Z jednej strony to leniwe szuje i kij im w nery, ale z drugiej gdyby nie przystąpili do UE i nie przyjęli euro, to nie byłoby tego...
Cytat:
Współczesna Grecja była rozwiniętym krajem, o wysokim wskaźniku rozwoju społecznego, i innych wskaźnikach jakości życia. Od 2002 r. Grecja zrezygnowała z własnej waluty, przyjmując euro. W 2013 trafiła do grupy państw rozwijających się, to pierwszy przypadek w historii degradacji kraju z tej grupy.

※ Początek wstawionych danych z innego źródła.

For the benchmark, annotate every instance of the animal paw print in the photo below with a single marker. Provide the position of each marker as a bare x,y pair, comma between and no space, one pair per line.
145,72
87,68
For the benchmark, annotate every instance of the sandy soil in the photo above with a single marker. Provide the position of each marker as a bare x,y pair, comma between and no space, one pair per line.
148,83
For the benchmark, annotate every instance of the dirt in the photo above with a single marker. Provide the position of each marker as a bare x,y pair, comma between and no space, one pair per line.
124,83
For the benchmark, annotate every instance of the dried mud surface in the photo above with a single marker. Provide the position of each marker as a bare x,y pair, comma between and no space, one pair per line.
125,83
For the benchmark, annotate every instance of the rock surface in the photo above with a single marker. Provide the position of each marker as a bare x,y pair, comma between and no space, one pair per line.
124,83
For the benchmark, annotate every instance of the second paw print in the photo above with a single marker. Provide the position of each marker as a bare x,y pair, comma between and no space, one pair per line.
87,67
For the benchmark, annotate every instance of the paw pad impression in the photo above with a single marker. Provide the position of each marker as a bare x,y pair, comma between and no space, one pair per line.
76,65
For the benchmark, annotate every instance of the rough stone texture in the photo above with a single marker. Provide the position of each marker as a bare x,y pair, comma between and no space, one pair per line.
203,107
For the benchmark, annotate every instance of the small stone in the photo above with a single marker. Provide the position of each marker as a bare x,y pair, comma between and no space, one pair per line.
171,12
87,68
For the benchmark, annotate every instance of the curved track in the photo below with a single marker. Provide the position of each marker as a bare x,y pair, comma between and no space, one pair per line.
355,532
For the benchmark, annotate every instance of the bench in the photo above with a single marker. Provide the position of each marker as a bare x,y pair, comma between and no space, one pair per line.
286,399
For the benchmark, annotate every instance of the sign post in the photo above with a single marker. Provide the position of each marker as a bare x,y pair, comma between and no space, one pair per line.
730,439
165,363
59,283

Bo niemcy to taki pasożyt. Wabią ofiarę wizją szybkiego rozwoju, stabilności i dobrobytu, po czym zarażają ją chorobą UE, która systematycznie wyniszcza niegdyś zdrowy i silny gospodarczo kraj oraz degeneruje społeczeństwo, co prowadzi do całkowitego ubezwłasnowolnienia, utraty suwerenności i pełnej zależności od niemców. Grecja była pierwsza. W najbliższym czasie to samo czeka Hiszpanię, a trochę później przyjdzie czas na takie kraje jak Polska, Czechy, Słowacja, Węgry. Niemcy i UE to nasz największy wróg.